Nostradamus’s “love jam” is apparently so powerful and efficacious that “if a man were to have a little of it in his mouth, and while having it in his mouth kissed a woman, or a woman him, and expelled it with his saliva, putting some of it in the other’s mouth, it would suddenly cause … a burning of her heart to perform the love-act”.

The book is based on knowledge acquired by Nostradamus before he went to Montpellier to study for a medical doctorate in 1529. Prior to this, he was a wandering apothecary. It’s essentially a medical cookbook containing, as in many modern examples of cookbooks, the recipes of other people.

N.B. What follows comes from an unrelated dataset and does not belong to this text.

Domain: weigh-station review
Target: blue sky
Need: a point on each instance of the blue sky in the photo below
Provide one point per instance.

His predictions were based on events from the past

Nostradamus claimed to base his published predictions on judicial astrology—the art of forecasting future events by calculation of the planets and stellar bodies in relationship to the earth. His sources include passages from classical historians like Plutarch as well as medieval chroniclers from whom he seems to have borrowed liberally.

Related Post

However, according to Peter Lemesurier, a former Cambridge linguist and professional translator who has written at least 10 books on the enigmatic figure, Nostradamus was neither an astrologer nor a seer; he simply believed that history will repeat itself. In fact, many scholars believe he paraphrased ancient end-of-the-world prophecies (mainly from the Bible) and then through astrological readings of the past, projected these events into the future. Using a technique dating back to biblical times known as bibliomancy, Nostradamus purportedly selected extracts from older sources at random and then used astrological calculations to project its recurrence in the future.

His contemporaries criticized his astrological skills.

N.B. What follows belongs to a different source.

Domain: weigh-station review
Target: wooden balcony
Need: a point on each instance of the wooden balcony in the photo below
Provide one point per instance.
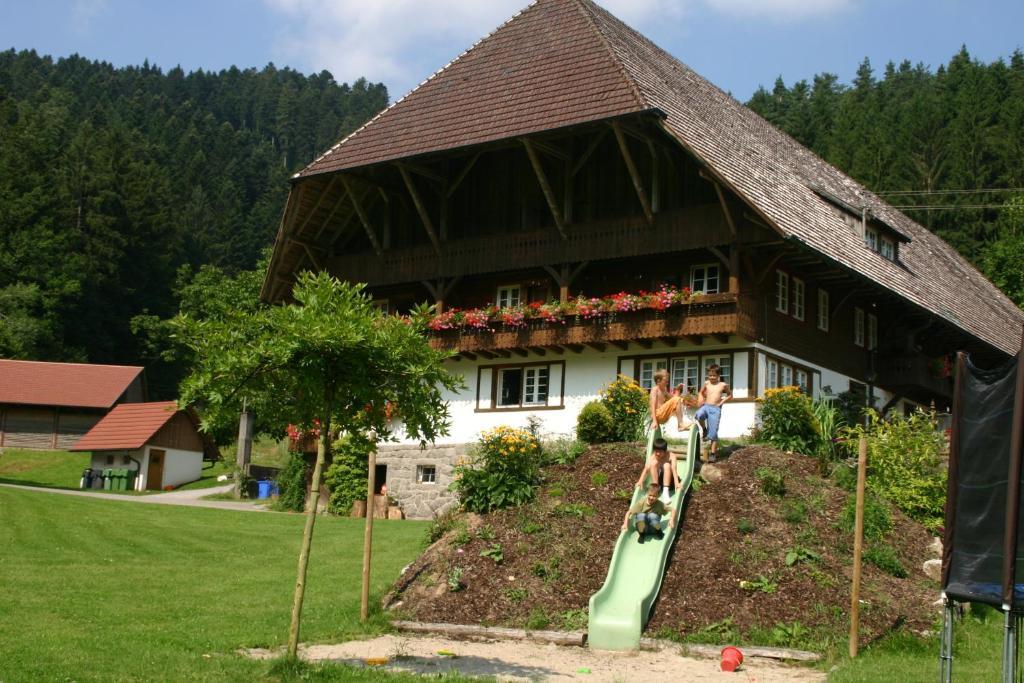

Before he published “The Prophecies” in 1555 Nostradamus was already known for his almanacs, which he had begun to publish on an annual basis beginning five years earlier. The texts provided useful weather information for farmers and predictions for the coming year, and eventually caught the attention of the queen of France, Catherine de’ Medici, who summoned Nostradamus to Paris to explain his predictions and draw up horoscopes for her children. However, not all of the attention he received was positive. Nostradamus Les Propheties. Source

He was criticized by professional astrologers of the day for incompetence and assuming that comparative horoscopy (the comparison of future planetary configurations with those accompanying known past events) could predict the future.

Laurens Videl published a pamphlet in 1558 entitled “Declaration of the abuses, ignorances and sedition of Michel Nostradamus” in which he railed against both the content of Nostradamus’ predictions and his lack of basic astrological skills, stating: “I can say with complete confidence that of true astrology you understand less than nothing, as is evident not merely to the learned, but to learners in astrology too, as your works amply demonstrate, you who cannot calculate the least movement of any heavenly body whatever.”

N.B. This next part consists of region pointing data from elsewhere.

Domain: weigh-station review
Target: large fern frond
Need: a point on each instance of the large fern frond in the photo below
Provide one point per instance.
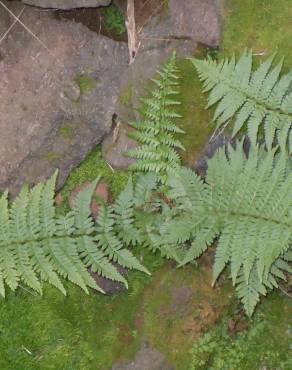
(246, 204)
(156, 131)
(36, 245)
(253, 99)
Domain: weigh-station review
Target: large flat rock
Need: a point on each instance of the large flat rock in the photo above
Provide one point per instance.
(58, 96)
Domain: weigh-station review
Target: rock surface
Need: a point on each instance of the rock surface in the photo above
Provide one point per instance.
(178, 26)
(147, 358)
(58, 96)
(66, 4)
(100, 195)
(114, 146)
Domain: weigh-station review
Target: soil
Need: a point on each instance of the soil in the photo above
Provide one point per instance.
(93, 19)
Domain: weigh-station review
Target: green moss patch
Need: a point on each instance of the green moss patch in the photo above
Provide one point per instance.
(178, 306)
(86, 83)
(260, 25)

Nostradamus’ prophecies were used as propaganda during World War II.

During World War II, leaflets with false Nostradamus quatrains predicting the defeat of France were launched by German planes over European skies. It seems that this operation was mastered by Nazi political secretary Rudolf Hess and that even Adolf Hitler believed in Nostradamus’ quatrains. Certainly, his propaganda Minister Joseph Goebbels did, under the influence of his wife Magda.

Magda Goebbels stumbled upon a passage in the book “Mysterien von Sonne und Seele” (Mysteries of the Sun and Soul) in which one of Nostradamus’ quatrains was believed to predict that crises would develop in England and Poland in 1939.

The Allies retaliated with a bit of psychological warfare of their own, airdropping large quantities of flyers over German-occupied territories, claiming that Nostradamus had actually foreseen Germany’s defeat. In an attempt to boost American morale, MGM also produced a series of short films about the famous soothsayer.